More than 40% of U.S. adults are affected by obesity, according to the Centers for Disease Control and Prevention (CDC). But in rural areas, the challenge is even greater, with obesity rates roughly six times higher than in urban communities. So why the disparity?
That’s the question Kennesaw State University Assistant Professor Liang Zhao at the College of Computing and Software Engineering is tackling. His research, backed by a $51,747 AIM-AHEAD grant from the National Institutes of Health (NIH), uses artificial intelligence (AI) and machine learning to explore the factors driving obesity rates in rural areas.
Health outcomes are shaped by more than just personal habits. Social determinants of health (SDOH)—factors like where you live, your income, education level, and job access—affect up to 70% of health outcomes. In rural areas, limited access to healthcare resources, fewer educational opportunities, and economic challenges create significant health barriers.
“These figures show the urgent need for targeted solutions in rural areas and highlight necessary changes,” Zhao said.
Zhao’s research examines how these factors contribute to obesity in underserved communities. Using AI and machine learning, he analyzes large datasets to identify patterns and help policymakers make data-driven decisions that could transform rural healthcare.
A key tool in Zhao’s research is the OCHIN database, a nonprofit healthcare innovation center that collects electronic health records and SDOH data from more than 6 million patients across 33 states. This extensive resource allows Zhao to uncover correlations between social factors and health outcomes, providing a clearer picture of how to combat rural obesity.

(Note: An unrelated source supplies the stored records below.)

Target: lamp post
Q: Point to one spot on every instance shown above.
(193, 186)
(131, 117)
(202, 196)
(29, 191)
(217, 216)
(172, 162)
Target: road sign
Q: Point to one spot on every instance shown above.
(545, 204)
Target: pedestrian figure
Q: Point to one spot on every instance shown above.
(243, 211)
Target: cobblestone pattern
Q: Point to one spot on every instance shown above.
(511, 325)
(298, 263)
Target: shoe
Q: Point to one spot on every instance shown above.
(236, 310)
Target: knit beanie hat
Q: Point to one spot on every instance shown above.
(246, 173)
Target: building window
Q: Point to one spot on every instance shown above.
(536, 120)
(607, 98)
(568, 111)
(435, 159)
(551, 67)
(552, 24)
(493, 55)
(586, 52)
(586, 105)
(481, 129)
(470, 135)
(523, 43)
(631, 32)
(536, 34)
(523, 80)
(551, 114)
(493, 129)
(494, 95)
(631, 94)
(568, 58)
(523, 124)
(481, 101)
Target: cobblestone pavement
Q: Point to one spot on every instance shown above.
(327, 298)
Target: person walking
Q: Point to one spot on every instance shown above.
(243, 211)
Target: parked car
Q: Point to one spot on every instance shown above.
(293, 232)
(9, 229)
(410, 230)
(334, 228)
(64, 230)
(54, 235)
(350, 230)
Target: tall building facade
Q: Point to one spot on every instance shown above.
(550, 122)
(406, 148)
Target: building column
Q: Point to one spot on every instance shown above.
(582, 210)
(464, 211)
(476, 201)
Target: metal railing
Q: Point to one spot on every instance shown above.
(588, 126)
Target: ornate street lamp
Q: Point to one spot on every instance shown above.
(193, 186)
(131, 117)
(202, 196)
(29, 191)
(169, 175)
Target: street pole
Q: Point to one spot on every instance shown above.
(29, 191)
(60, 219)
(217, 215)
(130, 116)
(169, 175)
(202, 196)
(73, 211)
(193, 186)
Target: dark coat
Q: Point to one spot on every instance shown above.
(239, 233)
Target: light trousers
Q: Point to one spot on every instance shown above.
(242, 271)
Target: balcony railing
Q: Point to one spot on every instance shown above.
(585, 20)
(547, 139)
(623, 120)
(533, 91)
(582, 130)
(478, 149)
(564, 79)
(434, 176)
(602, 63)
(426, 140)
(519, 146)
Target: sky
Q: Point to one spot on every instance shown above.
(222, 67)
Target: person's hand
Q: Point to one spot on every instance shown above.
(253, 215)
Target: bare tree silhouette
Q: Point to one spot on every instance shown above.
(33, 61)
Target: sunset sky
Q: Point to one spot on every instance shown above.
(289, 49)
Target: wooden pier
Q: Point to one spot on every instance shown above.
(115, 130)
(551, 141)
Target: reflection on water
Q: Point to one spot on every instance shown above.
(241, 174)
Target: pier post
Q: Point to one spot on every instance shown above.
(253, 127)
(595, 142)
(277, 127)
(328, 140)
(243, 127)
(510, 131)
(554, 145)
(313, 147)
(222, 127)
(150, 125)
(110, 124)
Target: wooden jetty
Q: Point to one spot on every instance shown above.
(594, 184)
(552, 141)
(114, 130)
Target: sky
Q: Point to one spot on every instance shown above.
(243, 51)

His goal? To develop a predictive model that identifies which factors most influence obesity in rural areas. The insights gained will guide policy recommendations to improve healthcare infrastructure, accessibility, and health education in these communities.
“We want to build a model that identifies contributing factors specific to these populations to drive widespread change,” he said.
Shaoen Wu, chair of KSU’s Department of Information Technology, praised Zhao’s efforts.
“We are proud to support Professor Zhao and his important research,” Wu said. “His work exemplifies our commitment to addressing real-world challenges and improving health outcomes in our communities.”
Addressing rural health disparities takes teamwork. Zhao has partnered with the AIM-AHEAD program, Morehouse School of Medicine, and Harvard Medical School to ensure his research benefits from a wide range of expertise and perspectives.
“Working with other brilliant minds allows us to create innovative solutions for the communities that need them most,” he said.
His findings will be tested against real-world data from rural hospitals, ensuring the results are both accurate and applicable. By combining AI with community insights, the research team can refine its model for maximum impact.
Zhao knows that change requires more than just data. Community engagement plays a critical role in his work. He plans to share his findings through workshops and meetings with rural residents and healthcare providers, sparking conversations about health challenges and potential solutions.
Looking ahead, Zhao envisions a comprehensive rural healthcare network shaped by community input while safeguarding patient privacy.
“If successful, this research could open new doors for funding and initiatives to address more health disparities,” Zhao said.
With innovation, collaboration, and a focus on real-world impact at the forefront, Kennesaw State is helping lead the way toward healthier futures for communities nationwide.